I was trying to create a list of all the add-on apps that exist for grasshopper in food4rhino, and since I’ve been doing some python coding lately (by creating simple things directly in Grasshopper) I thought, I might as well just write a short code, “a webcrawler” in pycharm to get the information all at once, and not manually 1 by 1.

I was looking to get, Title, Description and Link.

I was looking at this tutorial how to write a spider/webcrawler but something seems to not work, and I literally have no Idea what.

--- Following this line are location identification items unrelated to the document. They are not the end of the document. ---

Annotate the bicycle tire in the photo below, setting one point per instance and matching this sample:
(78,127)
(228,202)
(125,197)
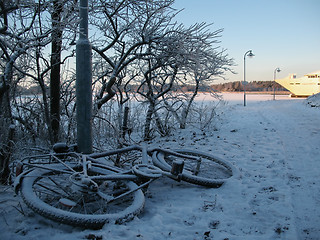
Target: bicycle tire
(213,172)
(52,210)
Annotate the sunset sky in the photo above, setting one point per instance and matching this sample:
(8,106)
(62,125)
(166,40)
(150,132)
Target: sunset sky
(281,33)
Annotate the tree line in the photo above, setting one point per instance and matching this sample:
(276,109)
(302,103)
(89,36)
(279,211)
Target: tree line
(134,43)
(254,86)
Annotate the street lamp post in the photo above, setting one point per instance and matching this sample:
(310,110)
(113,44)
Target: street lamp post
(84,83)
(249,54)
(274,82)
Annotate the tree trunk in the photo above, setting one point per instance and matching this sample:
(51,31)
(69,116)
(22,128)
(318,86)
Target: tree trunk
(186,110)
(55,69)
(6,137)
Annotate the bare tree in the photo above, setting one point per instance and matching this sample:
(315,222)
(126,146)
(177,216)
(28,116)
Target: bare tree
(17,36)
(127,28)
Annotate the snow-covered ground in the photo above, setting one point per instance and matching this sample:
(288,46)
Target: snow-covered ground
(274,144)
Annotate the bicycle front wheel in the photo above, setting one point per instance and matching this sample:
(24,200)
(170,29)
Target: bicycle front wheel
(57,195)
(207,170)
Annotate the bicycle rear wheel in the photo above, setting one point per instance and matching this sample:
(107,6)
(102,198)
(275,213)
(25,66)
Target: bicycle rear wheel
(55,194)
(209,171)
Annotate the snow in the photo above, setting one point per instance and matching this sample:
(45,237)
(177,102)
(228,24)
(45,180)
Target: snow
(273,144)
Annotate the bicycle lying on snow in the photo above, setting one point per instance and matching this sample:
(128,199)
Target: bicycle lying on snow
(91,190)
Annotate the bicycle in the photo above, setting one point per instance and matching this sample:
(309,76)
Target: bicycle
(90,190)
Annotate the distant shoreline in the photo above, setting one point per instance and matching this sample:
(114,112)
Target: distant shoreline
(261,92)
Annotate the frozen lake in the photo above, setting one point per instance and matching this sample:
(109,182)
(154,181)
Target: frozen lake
(237,98)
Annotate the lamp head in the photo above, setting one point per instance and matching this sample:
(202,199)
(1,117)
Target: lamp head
(250,54)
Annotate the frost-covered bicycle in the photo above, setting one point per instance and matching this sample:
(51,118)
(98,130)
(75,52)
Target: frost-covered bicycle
(91,190)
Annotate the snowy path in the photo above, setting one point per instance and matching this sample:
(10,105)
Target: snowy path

here is the code, if someone can help, thanks a lot.

import requests
from bs4 import BeautifulSoup

def addons_spider(max_pages):
page = 0
while page <= max_pages:
url = “http://www.food4rhino.com/browse?searchText=&page=0%2C” + str(page)
source_code = requests.get(url)
plain_text = source_code.text
soup = BeautifulSoup(plain_text)
for link in soup.findAll(‘a’, {‘class’: ‘f4r_list_content_title’}):
href = link.get(‘href’)
print(href)
page += 1

addons_spider(5)


(Will Pearson) #5

Hey @valmirkastrati, can I ask what you want to do once you have this list of Grasshopper plug-ins?

P.S. Quick tip, formatting your code will help people to help you!